In light of the Russian invasion of Ukraine and the rise in banking and online scams, the British government said Thursday, April 28, that it could seize cryptocurrencies to combat economic crime. The government proposed to tackle the rise in banking and online scams caused mainly by the closure of COVID-19 by imposing legislation to quickly recover cryptocurrencies used in criminal activities.
The government told parliament’s Treasury Select Committee,
” In particular, (we propose) the creation of a civil forfeiture power that would mitigate the risk posed by those who cannot be prosecuted but who use their funds to further criminality.”
However, the government’s proposal was held up by the parliamentary inquiry by lawmakers who wanted a single crime-solving agency. The lawmakers believe it is unnecessary to create another department to seize cryptocurrencies when there is already an agency to solve crimes.
The government responded to the parliamentary inquiry that the legislation is necessary so that economic crimes are solved in a timely manner and cryptocurrencies are seized and recovered more quickly. “It allows us to differentiate between different types of crime,” the government said. The government implied that with the variety of frauds in the public sector, a separate sector with a different approach is needed for cryptocurrency scams committed by individuals or companies.

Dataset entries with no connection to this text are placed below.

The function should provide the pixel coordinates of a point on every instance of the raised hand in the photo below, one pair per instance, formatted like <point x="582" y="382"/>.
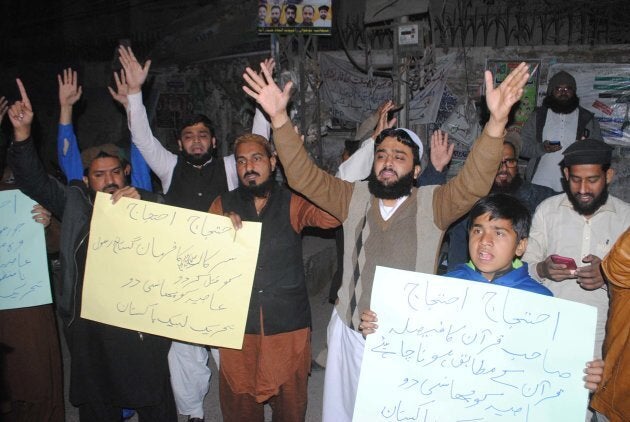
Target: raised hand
<point x="69" y="93"/>
<point x="383" y="123"/>
<point x="21" y="115"/>
<point x="501" y="99"/>
<point x="69" y="90"/>
<point x="4" y="106"/>
<point x="135" y="73"/>
<point x="122" y="89"/>
<point x="268" y="64"/>
<point x="441" y="150"/>
<point x="268" y="95"/>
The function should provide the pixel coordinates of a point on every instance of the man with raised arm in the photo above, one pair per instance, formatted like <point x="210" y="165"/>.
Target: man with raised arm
<point x="386" y="221"/>
<point x="111" y="368"/>
<point x="68" y="153"/>
<point x="191" y="179"/>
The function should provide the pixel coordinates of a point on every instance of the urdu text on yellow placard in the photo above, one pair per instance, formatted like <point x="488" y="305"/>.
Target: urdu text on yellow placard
<point x="169" y="271"/>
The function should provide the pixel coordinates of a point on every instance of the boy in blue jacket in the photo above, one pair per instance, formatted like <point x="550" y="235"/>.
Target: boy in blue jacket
<point x="497" y="238"/>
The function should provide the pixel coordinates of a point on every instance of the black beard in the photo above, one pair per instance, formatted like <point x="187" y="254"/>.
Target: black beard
<point x="508" y="188"/>
<point x="257" y="191"/>
<point x="581" y="208"/>
<point x="197" y="159"/>
<point x="402" y="187"/>
<point x="561" y="106"/>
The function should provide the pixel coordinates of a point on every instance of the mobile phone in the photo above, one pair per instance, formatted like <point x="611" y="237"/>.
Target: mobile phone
<point x="569" y="262"/>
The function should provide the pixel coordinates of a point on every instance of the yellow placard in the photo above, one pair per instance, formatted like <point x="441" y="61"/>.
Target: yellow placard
<point x="169" y="271"/>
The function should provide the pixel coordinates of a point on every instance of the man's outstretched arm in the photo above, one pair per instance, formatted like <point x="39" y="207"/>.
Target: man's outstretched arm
<point x="321" y="188"/>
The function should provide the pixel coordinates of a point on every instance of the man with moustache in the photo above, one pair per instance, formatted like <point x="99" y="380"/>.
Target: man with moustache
<point x="583" y="223"/>
<point x="191" y="179"/>
<point x="290" y="12"/>
<point x="111" y="368"/>
<point x="508" y="181"/>
<point x="386" y="220"/>
<point x="275" y="360"/>
<point x="552" y="128"/>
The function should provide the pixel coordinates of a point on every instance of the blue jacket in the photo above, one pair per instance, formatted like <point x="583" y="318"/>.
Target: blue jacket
<point x="518" y="278"/>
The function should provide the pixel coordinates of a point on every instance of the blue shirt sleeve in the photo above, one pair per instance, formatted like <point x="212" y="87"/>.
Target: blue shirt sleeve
<point x="70" y="160"/>
<point x="140" y="174"/>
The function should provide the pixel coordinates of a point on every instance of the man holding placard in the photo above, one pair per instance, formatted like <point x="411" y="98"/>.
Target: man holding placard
<point x="386" y="220"/>
<point x="111" y="367"/>
<point x="274" y="363"/>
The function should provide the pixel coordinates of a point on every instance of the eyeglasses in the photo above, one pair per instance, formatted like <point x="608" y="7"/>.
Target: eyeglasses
<point x="562" y="89"/>
<point x="509" y="163"/>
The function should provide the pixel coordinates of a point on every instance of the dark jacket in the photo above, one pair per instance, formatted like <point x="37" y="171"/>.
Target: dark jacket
<point x="71" y="203"/>
<point x="196" y="187"/>
<point x="531" y="135"/>
<point x="110" y="365"/>
<point x="279" y="288"/>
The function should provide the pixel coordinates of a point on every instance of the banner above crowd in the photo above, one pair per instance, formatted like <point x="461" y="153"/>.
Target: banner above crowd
<point x="352" y="96"/>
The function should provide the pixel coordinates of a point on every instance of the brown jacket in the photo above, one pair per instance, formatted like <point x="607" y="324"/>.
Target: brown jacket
<point x="613" y="396"/>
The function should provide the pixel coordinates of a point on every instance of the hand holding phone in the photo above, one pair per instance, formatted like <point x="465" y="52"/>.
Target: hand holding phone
<point x="569" y="262"/>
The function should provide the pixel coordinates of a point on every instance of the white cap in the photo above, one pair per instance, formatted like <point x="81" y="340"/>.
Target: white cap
<point x="416" y="139"/>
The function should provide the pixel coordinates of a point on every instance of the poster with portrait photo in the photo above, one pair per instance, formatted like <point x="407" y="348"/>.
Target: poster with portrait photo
<point x="310" y="17"/>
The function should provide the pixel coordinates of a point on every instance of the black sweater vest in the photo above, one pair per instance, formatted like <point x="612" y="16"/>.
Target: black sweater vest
<point x="279" y="288"/>
<point x="195" y="188"/>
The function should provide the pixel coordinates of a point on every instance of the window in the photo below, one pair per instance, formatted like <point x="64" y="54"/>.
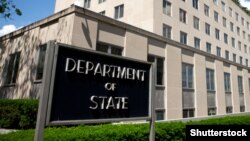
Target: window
<point x="244" y="34"/>
<point x="41" y="60"/>
<point x="216" y="16"/>
<point x="223" y="6"/>
<point x="207" y="28"/>
<point x="227" y="82"/>
<point x="238" y="31"/>
<point x="195" y="4"/>
<point x="159" y="114"/>
<point x="230" y="12"/>
<point x="196" y="22"/>
<point x="241" y="60"/>
<point x="217" y="34"/>
<point x="188" y="113"/>
<point x="242" y="21"/>
<point x="159" y="68"/>
<point x="229" y="109"/>
<point x="167" y="31"/>
<point x="228" y="96"/>
<point x="225" y="38"/>
<point x="187" y="91"/>
<point x="210" y="79"/>
<point x="211" y="92"/>
<point x="239" y="45"/>
<point x="167" y="7"/>
<point x="233" y="42"/>
<point x="226" y="54"/>
<point x="208" y="47"/>
<point x="240" y="85"/>
<point x="101" y="1"/>
<point x="237" y="16"/>
<point x="87" y="3"/>
<point x="249" y="84"/>
<point x="197" y="42"/>
<point x="224" y="22"/>
<point x="234" y="57"/>
<point x="218" y="51"/>
<point x="215" y="2"/>
<point x="231" y="26"/>
<point x="206" y="10"/>
<point x="183" y="37"/>
<point x="12" y="69"/>
<point x="182" y="15"/>
<point x="187" y="76"/>
<point x="119" y="11"/>
<point x="241" y="94"/>
<point x="109" y="49"/>
<point x="102" y="13"/>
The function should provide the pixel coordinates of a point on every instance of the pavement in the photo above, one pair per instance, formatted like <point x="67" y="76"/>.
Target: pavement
<point x="6" y="131"/>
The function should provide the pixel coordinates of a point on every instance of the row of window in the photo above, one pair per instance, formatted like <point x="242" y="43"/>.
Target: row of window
<point x="167" y="31"/>
<point x="188" y="92"/>
<point x="216" y="15"/>
<point x="119" y="10"/>
<point x="87" y="3"/>
<point x="196" y="24"/>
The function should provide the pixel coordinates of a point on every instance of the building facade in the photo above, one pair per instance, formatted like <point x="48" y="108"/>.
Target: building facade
<point x="202" y="66"/>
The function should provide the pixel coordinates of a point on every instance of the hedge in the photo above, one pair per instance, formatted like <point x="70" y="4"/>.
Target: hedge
<point x="18" y="114"/>
<point x="122" y="132"/>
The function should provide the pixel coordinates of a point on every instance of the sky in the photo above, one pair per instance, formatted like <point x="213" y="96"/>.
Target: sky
<point x="34" y="10"/>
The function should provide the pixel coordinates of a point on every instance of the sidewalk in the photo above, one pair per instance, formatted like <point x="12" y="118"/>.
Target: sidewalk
<point x="6" y="131"/>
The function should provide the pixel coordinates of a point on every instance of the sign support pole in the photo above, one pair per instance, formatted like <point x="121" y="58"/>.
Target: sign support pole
<point x="43" y="98"/>
<point x="152" y="98"/>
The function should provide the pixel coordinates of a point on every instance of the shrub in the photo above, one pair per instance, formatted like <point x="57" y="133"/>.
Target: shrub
<point x="18" y="114"/>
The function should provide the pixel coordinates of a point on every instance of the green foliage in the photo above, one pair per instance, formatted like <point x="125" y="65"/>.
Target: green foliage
<point x="122" y="132"/>
<point x="18" y="114"/>
<point x="7" y="8"/>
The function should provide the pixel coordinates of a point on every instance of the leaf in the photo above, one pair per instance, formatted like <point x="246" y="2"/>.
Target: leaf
<point x="18" y="12"/>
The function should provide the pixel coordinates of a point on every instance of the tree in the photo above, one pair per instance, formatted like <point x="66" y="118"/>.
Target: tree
<point x="8" y="8"/>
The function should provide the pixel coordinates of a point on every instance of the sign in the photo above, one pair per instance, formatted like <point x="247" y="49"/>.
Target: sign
<point x="94" y="87"/>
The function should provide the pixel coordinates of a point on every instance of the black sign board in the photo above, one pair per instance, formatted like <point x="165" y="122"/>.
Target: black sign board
<point x="90" y="86"/>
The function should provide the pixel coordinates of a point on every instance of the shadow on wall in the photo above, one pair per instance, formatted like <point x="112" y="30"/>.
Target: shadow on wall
<point x="85" y="28"/>
<point x="28" y="45"/>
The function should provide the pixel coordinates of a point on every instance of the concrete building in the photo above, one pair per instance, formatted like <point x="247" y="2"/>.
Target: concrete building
<point x="201" y="49"/>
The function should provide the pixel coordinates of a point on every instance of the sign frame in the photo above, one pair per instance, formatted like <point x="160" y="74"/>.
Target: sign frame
<point x="46" y="93"/>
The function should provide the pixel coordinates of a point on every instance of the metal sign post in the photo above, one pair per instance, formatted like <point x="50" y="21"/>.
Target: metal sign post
<point x="43" y="99"/>
<point x="84" y="86"/>
<point x="152" y="90"/>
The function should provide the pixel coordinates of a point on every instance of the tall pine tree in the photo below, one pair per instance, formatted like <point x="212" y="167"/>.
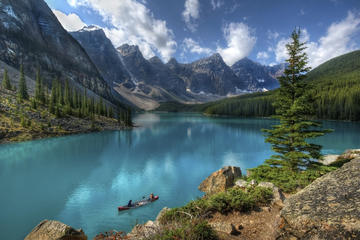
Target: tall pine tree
<point x="294" y="109"/>
<point x="22" y="91"/>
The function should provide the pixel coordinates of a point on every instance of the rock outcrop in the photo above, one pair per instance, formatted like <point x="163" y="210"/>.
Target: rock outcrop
<point x="220" y="180"/>
<point x="350" y="154"/>
<point x="54" y="230"/>
<point x="257" y="76"/>
<point x="278" y="196"/>
<point x="30" y="34"/>
<point x="144" y="231"/>
<point x="329" y="208"/>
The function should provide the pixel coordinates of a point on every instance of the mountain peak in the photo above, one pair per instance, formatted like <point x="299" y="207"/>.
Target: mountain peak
<point x="172" y="61"/>
<point x="127" y="49"/>
<point x="155" y="59"/>
<point x="90" y="28"/>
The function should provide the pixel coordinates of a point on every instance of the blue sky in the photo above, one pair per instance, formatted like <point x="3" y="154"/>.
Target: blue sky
<point x="191" y="29"/>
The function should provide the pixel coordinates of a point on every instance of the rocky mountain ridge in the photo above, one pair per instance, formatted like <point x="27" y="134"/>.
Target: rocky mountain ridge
<point x="146" y="82"/>
<point x="30" y="34"/>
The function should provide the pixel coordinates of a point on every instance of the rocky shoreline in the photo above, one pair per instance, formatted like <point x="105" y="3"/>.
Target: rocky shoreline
<point x="328" y="208"/>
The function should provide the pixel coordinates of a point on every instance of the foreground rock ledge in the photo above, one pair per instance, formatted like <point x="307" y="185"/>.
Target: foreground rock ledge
<point x="329" y="208"/>
<point x="220" y="180"/>
<point x="54" y="230"/>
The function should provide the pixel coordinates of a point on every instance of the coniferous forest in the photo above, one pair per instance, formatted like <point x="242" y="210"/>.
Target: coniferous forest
<point x="335" y="88"/>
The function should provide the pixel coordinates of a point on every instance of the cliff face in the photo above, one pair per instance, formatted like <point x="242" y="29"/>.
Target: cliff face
<point x="329" y="208"/>
<point x="102" y="53"/>
<point x="257" y="76"/>
<point x="31" y="34"/>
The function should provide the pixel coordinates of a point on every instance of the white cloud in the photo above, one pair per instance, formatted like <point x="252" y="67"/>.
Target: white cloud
<point x="240" y="41"/>
<point x="70" y="22"/>
<point x="337" y="41"/>
<point x="194" y="47"/>
<point x="217" y="4"/>
<point x="262" y="55"/>
<point x="134" y="24"/>
<point x="191" y="13"/>
<point x="272" y="35"/>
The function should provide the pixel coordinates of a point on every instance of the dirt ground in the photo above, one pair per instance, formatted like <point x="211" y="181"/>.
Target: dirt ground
<point x="262" y="224"/>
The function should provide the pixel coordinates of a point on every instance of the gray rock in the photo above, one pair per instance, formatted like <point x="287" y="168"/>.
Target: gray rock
<point x="329" y="208"/>
<point x="161" y="213"/>
<point x="54" y="230"/>
<point x="241" y="183"/>
<point x="224" y="227"/>
<point x="144" y="231"/>
<point x="278" y="196"/>
<point x="350" y="154"/>
<point x="220" y="180"/>
<point x="34" y="37"/>
<point x="328" y="159"/>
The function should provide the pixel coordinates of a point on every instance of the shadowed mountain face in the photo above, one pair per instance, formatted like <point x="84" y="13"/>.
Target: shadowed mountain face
<point x="212" y="75"/>
<point x="31" y="34"/>
<point x="257" y="76"/>
<point x="102" y="53"/>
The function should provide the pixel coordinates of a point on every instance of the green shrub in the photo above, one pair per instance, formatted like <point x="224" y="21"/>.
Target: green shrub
<point x="220" y="202"/>
<point x="261" y="195"/>
<point x="287" y="180"/>
<point x="235" y="199"/>
<point x="194" y="230"/>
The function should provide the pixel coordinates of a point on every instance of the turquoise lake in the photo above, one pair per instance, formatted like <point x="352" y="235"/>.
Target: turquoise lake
<point x="80" y="180"/>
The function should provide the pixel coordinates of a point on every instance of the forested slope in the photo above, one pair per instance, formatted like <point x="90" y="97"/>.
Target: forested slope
<point x="335" y="86"/>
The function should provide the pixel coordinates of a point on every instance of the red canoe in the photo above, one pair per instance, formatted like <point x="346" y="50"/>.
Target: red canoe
<point x="138" y="204"/>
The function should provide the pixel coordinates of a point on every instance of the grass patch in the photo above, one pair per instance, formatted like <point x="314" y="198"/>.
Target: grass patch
<point x="287" y="180"/>
<point x="192" y="230"/>
<point x="234" y="199"/>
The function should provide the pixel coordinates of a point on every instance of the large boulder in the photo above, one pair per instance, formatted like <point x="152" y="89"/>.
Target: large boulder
<point x="278" y="196"/>
<point x="54" y="230"/>
<point x="350" y="154"/>
<point x="329" y="208"/>
<point x="144" y="231"/>
<point x="220" y="180"/>
<point x="329" y="159"/>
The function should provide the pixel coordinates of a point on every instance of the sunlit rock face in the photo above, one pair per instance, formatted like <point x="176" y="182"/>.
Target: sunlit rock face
<point x="329" y="208"/>
<point x="31" y="34"/>
<point x="256" y="76"/>
<point x="102" y="53"/>
<point x="54" y="230"/>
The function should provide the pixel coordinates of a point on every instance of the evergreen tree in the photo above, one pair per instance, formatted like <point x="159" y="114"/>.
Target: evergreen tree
<point x="67" y="93"/>
<point x="37" y="85"/>
<point x="294" y="110"/>
<point x="22" y="91"/>
<point x="59" y="94"/>
<point x="111" y="112"/>
<point x="6" y="81"/>
<point x="53" y="97"/>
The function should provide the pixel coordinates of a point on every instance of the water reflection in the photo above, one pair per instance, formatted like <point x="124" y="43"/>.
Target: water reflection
<point x="81" y="180"/>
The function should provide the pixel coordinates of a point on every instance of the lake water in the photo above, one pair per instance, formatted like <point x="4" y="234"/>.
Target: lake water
<point x="80" y="180"/>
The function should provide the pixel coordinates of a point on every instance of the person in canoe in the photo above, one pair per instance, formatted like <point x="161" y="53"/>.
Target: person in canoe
<point x="152" y="197"/>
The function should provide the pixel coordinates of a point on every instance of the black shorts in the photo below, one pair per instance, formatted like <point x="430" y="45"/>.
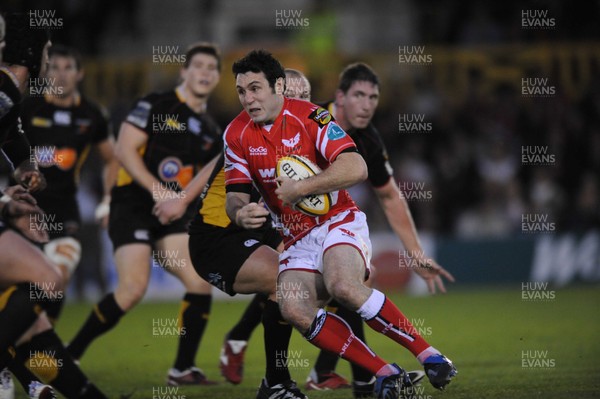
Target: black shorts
<point x="218" y="253"/>
<point x="131" y="220"/>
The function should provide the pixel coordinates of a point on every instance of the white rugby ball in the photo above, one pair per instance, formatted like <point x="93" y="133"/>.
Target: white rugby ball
<point x="297" y="167"/>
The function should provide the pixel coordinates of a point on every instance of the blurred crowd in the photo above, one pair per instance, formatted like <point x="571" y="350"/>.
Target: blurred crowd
<point x="477" y="166"/>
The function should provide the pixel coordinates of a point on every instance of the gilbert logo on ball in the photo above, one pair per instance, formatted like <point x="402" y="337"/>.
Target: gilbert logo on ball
<point x="297" y="168"/>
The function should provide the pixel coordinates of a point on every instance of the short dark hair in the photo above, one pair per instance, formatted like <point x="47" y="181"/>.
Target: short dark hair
<point x="260" y="61"/>
<point x="59" y="50"/>
<point x="356" y="72"/>
<point x="202" y="48"/>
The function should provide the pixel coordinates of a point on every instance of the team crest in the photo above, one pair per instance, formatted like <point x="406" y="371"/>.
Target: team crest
<point x="321" y="116"/>
<point x="334" y="132"/>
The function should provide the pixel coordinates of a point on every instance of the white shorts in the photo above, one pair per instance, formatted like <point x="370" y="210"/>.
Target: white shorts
<point x="346" y="228"/>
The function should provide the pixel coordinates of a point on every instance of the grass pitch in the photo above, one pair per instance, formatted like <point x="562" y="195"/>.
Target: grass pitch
<point x="503" y="346"/>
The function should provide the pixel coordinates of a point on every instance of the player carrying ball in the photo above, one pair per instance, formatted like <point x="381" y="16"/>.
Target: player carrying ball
<point x="325" y="255"/>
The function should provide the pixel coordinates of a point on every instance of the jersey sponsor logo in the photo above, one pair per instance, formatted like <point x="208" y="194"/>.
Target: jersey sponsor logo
<point x="140" y="114"/>
<point x="172" y="169"/>
<point x="38" y="121"/>
<point x="291" y="142"/>
<point x="267" y="173"/>
<point x="334" y="132"/>
<point x="194" y="125"/>
<point x="62" y="118"/>
<point x="256" y="151"/>
<point x="250" y="243"/>
<point x="321" y="116"/>
<point x="6" y="104"/>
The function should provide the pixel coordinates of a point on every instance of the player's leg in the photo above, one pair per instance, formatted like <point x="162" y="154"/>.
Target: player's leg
<point x="133" y="272"/>
<point x="343" y="267"/>
<point x="323" y="375"/>
<point x="65" y="253"/>
<point x="300" y="294"/>
<point x="45" y="355"/>
<point x="26" y="274"/>
<point x="194" y="311"/>
<point x="231" y="360"/>
<point x="259" y="274"/>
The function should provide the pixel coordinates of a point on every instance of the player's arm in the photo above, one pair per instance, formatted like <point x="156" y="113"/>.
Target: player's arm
<point x="400" y="219"/>
<point x="244" y="213"/>
<point x="171" y="209"/>
<point x="345" y="171"/>
<point x="127" y="151"/>
<point x="106" y="149"/>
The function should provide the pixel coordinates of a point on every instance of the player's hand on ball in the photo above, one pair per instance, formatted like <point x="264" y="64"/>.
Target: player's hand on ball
<point x="432" y="273"/>
<point x="251" y="216"/>
<point x="287" y="191"/>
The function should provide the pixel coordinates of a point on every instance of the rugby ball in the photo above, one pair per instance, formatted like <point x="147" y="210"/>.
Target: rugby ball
<point x="297" y="167"/>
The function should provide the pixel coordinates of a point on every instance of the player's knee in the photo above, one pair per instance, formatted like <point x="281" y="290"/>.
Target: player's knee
<point x="294" y="313"/>
<point x="130" y="293"/>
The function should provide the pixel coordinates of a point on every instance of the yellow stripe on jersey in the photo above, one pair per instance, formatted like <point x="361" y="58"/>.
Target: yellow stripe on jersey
<point x="123" y="177"/>
<point x="213" y="204"/>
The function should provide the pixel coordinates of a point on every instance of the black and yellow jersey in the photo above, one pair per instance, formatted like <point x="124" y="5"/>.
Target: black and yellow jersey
<point x="370" y="145"/>
<point x="180" y="141"/>
<point x="211" y="206"/>
<point x="60" y="139"/>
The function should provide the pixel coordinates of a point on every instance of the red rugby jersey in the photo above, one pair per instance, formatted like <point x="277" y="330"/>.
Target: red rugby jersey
<point x="252" y="151"/>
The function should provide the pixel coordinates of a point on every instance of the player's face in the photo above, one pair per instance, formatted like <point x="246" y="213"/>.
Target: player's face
<point x="260" y="101"/>
<point x="202" y="74"/>
<point x="297" y="87"/>
<point x="63" y="74"/>
<point x="359" y="103"/>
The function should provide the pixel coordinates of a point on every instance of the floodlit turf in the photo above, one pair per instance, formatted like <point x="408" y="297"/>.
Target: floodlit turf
<point x="490" y="334"/>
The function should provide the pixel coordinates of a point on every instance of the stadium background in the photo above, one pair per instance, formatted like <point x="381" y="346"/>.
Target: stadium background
<point x="520" y="232"/>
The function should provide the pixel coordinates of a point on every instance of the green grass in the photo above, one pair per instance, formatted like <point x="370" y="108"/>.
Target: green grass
<point x="483" y="331"/>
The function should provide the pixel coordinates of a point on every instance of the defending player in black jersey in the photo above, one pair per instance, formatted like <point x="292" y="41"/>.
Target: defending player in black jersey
<point x="24" y="272"/>
<point x="62" y="126"/>
<point x="165" y="140"/>
<point x="353" y="108"/>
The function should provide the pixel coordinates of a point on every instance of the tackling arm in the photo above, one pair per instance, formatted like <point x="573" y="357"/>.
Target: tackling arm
<point x="244" y="213"/>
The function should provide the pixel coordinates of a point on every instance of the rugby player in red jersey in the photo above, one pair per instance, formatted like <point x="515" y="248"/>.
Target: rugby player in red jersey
<point x="325" y="255"/>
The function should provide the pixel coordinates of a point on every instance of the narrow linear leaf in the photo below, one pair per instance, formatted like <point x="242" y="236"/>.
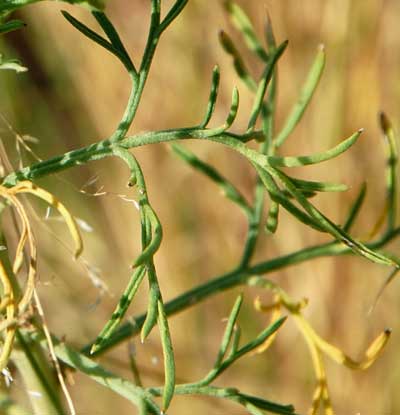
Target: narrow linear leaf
<point x="310" y="186"/>
<point x="243" y="24"/>
<point x="92" y="35"/>
<point x="328" y="225"/>
<point x="298" y="161"/>
<point x="306" y="94"/>
<point x="277" y="196"/>
<point x="229" y="119"/>
<point x="11" y="25"/>
<point x="268" y="405"/>
<point x="273" y="217"/>
<point x="229" y="190"/>
<point x="391" y="173"/>
<point x="269" y="34"/>
<point x="238" y="63"/>
<point x="155" y="242"/>
<point x="259" y="339"/>
<point x="262" y="86"/>
<point x="212" y="97"/>
<point x="114" y="38"/>
<point x="237" y="333"/>
<point x="355" y="208"/>
<point x="120" y="310"/>
<point x="169" y="360"/>
<point x="123" y="57"/>
<point x="102" y="376"/>
<point x="230" y="326"/>
<point x="173" y="13"/>
<point x="152" y="305"/>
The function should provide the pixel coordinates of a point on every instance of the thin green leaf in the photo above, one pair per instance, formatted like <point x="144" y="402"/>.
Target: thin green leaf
<point x="328" y="225"/>
<point x="98" y="39"/>
<point x="298" y="161"/>
<point x="237" y="332"/>
<point x="269" y="34"/>
<point x="310" y="186"/>
<point x="11" y="25"/>
<point x="355" y="208"/>
<point x="230" y="326"/>
<point x="229" y="190"/>
<point x="148" y="253"/>
<point x="152" y="304"/>
<point x="212" y="97"/>
<point x="114" y="38"/>
<point x="268" y="405"/>
<point x="257" y="341"/>
<point x="92" y="35"/>
<point x="173" y="13"/>
<point x="306" y="94"/>
<point x="238" y="63"/>
<point x="230" y="118"/>
<point x="121" y="309"/>
<point x="262" y="86"/>
<point x="243" y="24"/>
<point x="12" y="64"/>
<point x="102" y="376"/>
<point x="169" y="360"/>
<point x="278" y="196"/>
<point x="391" y="173"/>
<point x="273" y="217"/>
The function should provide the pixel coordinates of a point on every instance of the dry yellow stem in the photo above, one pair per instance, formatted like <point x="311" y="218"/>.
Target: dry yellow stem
<point x="29" y="187"/>
<point x="317" y="345"/>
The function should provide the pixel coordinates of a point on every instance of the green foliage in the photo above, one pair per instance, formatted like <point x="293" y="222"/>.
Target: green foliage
<point x="282" y="190"/>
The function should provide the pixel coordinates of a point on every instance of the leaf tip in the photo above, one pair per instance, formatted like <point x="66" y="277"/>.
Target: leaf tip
<point x="384" y="122"/>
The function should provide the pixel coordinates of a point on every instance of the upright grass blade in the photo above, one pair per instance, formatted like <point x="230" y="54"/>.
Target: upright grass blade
<point x="244" y="26"/>
<point x="306" y="94"/>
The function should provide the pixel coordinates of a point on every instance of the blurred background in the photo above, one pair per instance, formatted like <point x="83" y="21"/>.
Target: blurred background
<point x="75" y="93"/>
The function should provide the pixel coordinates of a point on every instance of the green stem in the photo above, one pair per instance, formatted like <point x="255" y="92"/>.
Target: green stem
<point x="235" y="278"/>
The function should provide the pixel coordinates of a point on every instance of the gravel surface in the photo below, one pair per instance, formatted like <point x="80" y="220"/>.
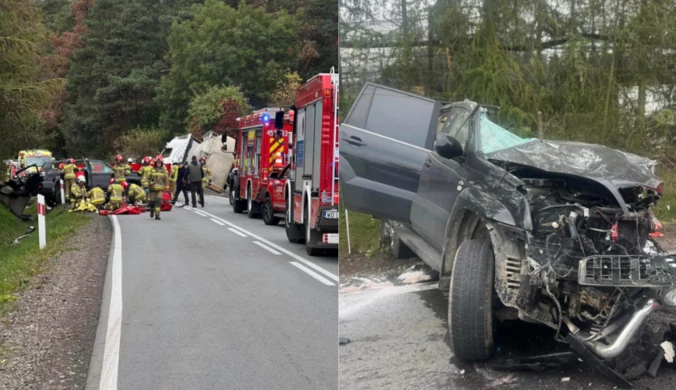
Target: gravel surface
<point x="46" y="341"/>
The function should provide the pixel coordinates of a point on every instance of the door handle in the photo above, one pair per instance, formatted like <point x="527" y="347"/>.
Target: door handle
<point x="352" y="140"/>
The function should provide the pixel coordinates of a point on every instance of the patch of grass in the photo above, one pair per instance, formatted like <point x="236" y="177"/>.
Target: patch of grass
<point x="19" y="263"/>
<point x="666" y="207"/>
<point x="364" y="233"/>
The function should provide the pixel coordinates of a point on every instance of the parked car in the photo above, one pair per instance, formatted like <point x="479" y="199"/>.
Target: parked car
<point x="96" y="172"/>
<point x="557" y="233"/>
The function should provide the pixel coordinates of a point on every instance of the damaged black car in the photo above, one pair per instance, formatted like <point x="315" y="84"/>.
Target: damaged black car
<point x="556" y="233"/>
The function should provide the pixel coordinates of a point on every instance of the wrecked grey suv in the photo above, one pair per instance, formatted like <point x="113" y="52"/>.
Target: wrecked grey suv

The proposal remains on hold with the parliamentary inquiry’s recommendation to maintain a single body to deal with all forms of economic crime rather than enacting multiple bodies to deal with different types of crime. The government continues to impose that its recommendation for a multi-agency response to different scams is the correct approach.
Government seeks help from Facebook and Google
However, the government did not limit itself to recommending a multi-agency approach, but also recommended the help of online platforms such as Google and Facebook to deal with scams and fraudulent media activities. The government hopes to implement legislation against fraudulent advertising in these media. Although this legislation may take time to implement, it is time for online platforms to step forward to address these fraudulent activities. The first step is to remove any form of advertising or fraud and scams. Removing fraud and scam advertisements and promotions will reduce the exposure of malicious activities to people, thus curbing their occurrence.
Google has already reviewed its legacy financial promotions by taking and publishing financial promotions from companies certified by the Financial Conduct Authority, and companies have completed Google’s identity verification program. Advertisers must be verified by Google to display financial services ads of any kind in the U.K., including ads targeted to U.K. users who appear to be seeking financial services.
In 2019, following a lawsuit filed by Martin Lewis, founder of MoneySavingExpert.com, Facebook launched an anti-scam tool that will allow Facebook UK users to flag any ad on the medium that is alleged to be a scam or any get-rich-quick scheme. Facebook has also boosted an anti-scam initiative run by Citizens Advice, a financial charity, to set up a trained operational team to provide individual assistance to victims of online scams.
Gillian Guy, chief executive of Citizens Advice, said:
“This project means we can support people who have been targeted by a scam and raise awareness of what to look out for to help prevent online scams in the first place.”
Although the research recommended that online platforms take full blame for any scams in their media, they take the blame while compensating scammed customers. The government is also not ruling out implementing this recommendation.
It said, “We are working closely with technology companies and partners in law enforcement and civil society to consider all possible options to support victims of online fraud and mitigate the harm they have experienced.”